If your intent is to classify in some way (perhaps you have a singleton HiredVans class, which aggregates all the Vans which are on hire), you'll almost certainly find that an existing association (between Van and Hirer) or specialization (of HiredVan from Van) will do the trick.
One clue here is the difficulty of providing strong role names for an aggregate association: "contains", "is in" are fairly feeble.
Another indicator that this is happening is the need to name a class "List" (Threat List, for instance).
Role names in associations are very important, and should be verbs or verb phrases. Each end of the association must be named; the object of the verb phrase is the class at the same end as the name, the subject is the class at the other end. So, for example, you might have Window "appears on" Screen, Screen "displays" Window.
Often the role names will be inverses of each other, but sometimes things really do seem different depending on where you're standing.
There are notes on usage.
Associations are implemented using pointers (handles) in one of the class instances involved in the association. Unlinking involves nulling out the handle variable.
ColdFrame doesn't enforce model integrity (at some future time, it may provide model validation checks), so it's left up to you to delete any instances you may need to. For instance, if every Author must "have written" at least one Book and you delete the last Book by a particular Author, you need to delete the Author too.
The Unlink operations that do nothing are those where the association concerned has an association class. In this case, the handle variable or variables concerned are in the association class. This has two consequences:
It would have been possible for Unlink to Delete the association class instance directly, but that would rely on your having cleaned up any other associations between the association class and the rest of the model beforehand (or in a «finalize» operation; however, using «finalize» operations to maintain model integrity is an advanced practice!)

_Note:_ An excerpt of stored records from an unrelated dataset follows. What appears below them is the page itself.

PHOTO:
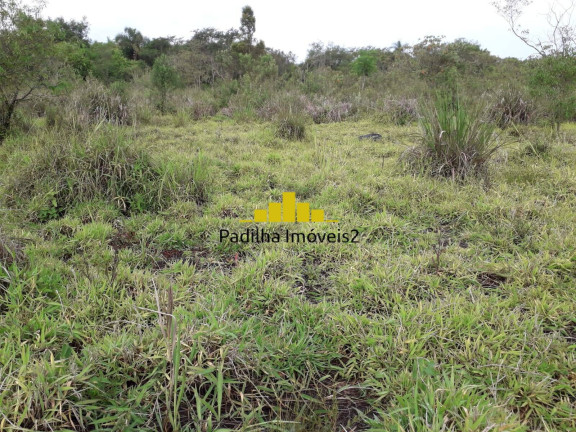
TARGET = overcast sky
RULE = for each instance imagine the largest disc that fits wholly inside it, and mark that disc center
(294, 25)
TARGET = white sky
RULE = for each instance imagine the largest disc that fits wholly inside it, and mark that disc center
(293, 25)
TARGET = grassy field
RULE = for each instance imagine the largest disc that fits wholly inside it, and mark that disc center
(454, 312)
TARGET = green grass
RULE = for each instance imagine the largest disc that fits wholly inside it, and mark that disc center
(455, 312)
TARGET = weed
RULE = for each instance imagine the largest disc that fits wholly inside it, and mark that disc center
(455, 140)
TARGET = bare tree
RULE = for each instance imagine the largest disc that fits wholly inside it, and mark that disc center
(561, 37)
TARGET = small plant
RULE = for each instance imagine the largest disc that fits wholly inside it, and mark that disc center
(455, 140)
(511, 107)
(402, 111)
(291, 126)
(164, 79)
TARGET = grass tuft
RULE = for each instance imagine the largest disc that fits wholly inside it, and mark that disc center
(455, 140)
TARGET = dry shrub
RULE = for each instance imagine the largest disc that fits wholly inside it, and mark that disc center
(511, 106)
(327, 110)
(67, 170)
(291, 125)
(94, 103)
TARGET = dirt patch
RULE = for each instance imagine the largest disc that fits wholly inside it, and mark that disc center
(491, 280)
(314, 281)
(11, 251)
(351, 403)
(123, 239)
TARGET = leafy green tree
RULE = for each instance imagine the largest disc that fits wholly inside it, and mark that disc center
(73, 44)
(109, 64)
(552, 76)
(28, 58)
(332, 56)
(72, 31)
(130, 42)
(152, 49)
(164, 79)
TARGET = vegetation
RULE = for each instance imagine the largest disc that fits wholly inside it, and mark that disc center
(456, 140)
(121, 164)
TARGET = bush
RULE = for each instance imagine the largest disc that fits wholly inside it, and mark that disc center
(291, 126)
(455, 140)
(401, 111)
(105, 165)
(326, 110)
(93, 103)
(511, 107)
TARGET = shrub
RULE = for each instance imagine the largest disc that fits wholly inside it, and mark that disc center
(455, 140)
(326, 110)
(93, 103)
(401, 111)
(105, 165)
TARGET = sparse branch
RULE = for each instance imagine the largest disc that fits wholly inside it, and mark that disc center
(560, 41)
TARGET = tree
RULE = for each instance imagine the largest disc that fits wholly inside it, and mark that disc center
(130, 42)
(561, 39)
(28, 59)
(164, 78)
(152, 49)
(248, 24)
(365, 65)
(109, 64)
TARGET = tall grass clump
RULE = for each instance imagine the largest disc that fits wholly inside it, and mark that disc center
(65, 170)
(456, 139)
(511, 106)
(291, 125)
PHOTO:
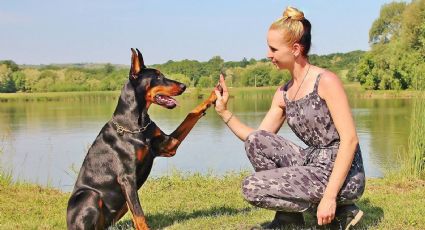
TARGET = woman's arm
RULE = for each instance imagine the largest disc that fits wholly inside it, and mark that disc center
(271, 122)
(332, 91)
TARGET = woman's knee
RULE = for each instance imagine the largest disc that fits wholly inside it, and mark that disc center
(250, 190)
(253, 139)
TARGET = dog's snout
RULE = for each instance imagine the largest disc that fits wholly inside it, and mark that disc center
(182, 86)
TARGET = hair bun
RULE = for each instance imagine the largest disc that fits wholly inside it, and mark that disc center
(293, 13)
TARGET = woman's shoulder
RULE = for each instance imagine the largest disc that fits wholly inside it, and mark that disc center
(330, 84)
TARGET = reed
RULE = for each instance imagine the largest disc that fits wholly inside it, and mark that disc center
(416, 145)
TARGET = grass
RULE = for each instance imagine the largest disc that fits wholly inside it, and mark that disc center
(207, 202)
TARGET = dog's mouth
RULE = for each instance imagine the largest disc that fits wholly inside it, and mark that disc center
(165, 101)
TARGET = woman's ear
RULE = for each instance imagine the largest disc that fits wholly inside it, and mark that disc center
(296, 49)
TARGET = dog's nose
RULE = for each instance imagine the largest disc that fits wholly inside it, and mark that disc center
(182, 86)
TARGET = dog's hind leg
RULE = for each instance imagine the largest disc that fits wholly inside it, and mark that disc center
(129, 188)
(85, 211)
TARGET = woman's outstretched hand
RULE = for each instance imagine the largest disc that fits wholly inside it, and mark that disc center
(222, 96)
(326, 211)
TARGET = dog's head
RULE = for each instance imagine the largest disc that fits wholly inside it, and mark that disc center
(152, 84)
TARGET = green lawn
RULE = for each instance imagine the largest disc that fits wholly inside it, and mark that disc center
(208, 202)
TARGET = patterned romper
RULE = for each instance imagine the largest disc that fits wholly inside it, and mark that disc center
(290, 178)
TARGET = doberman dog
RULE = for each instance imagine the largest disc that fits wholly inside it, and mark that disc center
(120, 159)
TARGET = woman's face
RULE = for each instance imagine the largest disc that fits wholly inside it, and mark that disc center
(281, 55)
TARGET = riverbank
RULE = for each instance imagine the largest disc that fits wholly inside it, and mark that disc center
(352, 89)
(208, 202)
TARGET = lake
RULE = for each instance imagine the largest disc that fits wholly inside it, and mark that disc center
(45, 141)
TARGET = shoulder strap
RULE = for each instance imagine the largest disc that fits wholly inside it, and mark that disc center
(316, 84)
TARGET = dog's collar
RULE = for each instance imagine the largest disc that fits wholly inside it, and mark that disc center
(121, 130)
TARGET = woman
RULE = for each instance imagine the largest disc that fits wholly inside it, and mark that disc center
(328, 175)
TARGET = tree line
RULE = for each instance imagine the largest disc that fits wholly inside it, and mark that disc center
(397, 56)
(104, 77)
(396, 61)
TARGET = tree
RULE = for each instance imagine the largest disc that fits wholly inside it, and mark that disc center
(388, 24)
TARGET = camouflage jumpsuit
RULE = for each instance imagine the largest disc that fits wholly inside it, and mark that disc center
(290, 178)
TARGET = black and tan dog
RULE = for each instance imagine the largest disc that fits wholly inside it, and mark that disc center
(120, 159)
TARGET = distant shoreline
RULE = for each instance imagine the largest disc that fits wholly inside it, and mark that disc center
(352, 90)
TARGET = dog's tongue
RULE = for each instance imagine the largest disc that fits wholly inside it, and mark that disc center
(167, 101)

At the moment, ColdFrame implements the minimum necessary to support navigation. For example, a one-to-many association is implemented by pointers from the many end to the one end.
This means that navigating from the many end to the one end is much quicker than navigating in the reverse direction.
At a later stage, it may become cleverer; it might add supporting tables of references to speed up navigation in what is now the unnatural direction (you might need to tell it to do so). Unlink would then do what was needed to keep those tables consistent.
Use the boolean variable (Domain.Domain_Initialized) that ColdFrame itself uses to ensure it only initializes a domain once:
while not Domain_Initialized loop delay 0.1; end loop;
"I want to post an event to be handled at a specific time in the future. It is however possible that my application is stopped before that time and I have deleted the object which would handle it. I understand from the documentation that once an event is posted, it cannot be cancelled.
"Will there be a problem when I delete the object if there is an event outstanding? Will there be a problem when the event reaches the head of the event queue if the object has been deleted?"
When an instance is deleted, all its instance events (whether held until some later time or just in the queue to be actioned immediately) are invalidated, so that when their time arrives or they get to the head of the dispatcher queue they are deleted without being actioned.
If an instance has a Timer, any event set on that timer will similarly be discarded when the instance is deleted.
So instance deletion is a very good idiom for getting rid of left-over events. I've recently seen a lot of models where this isn't used–for example, a Target modelled as a singleton rather than only existing when there actually is a target. This means it has to have an 'idle' state and great unnecessary complexity in its state machine–for example, left-over events occurring in the idle state having to be marked «ignore».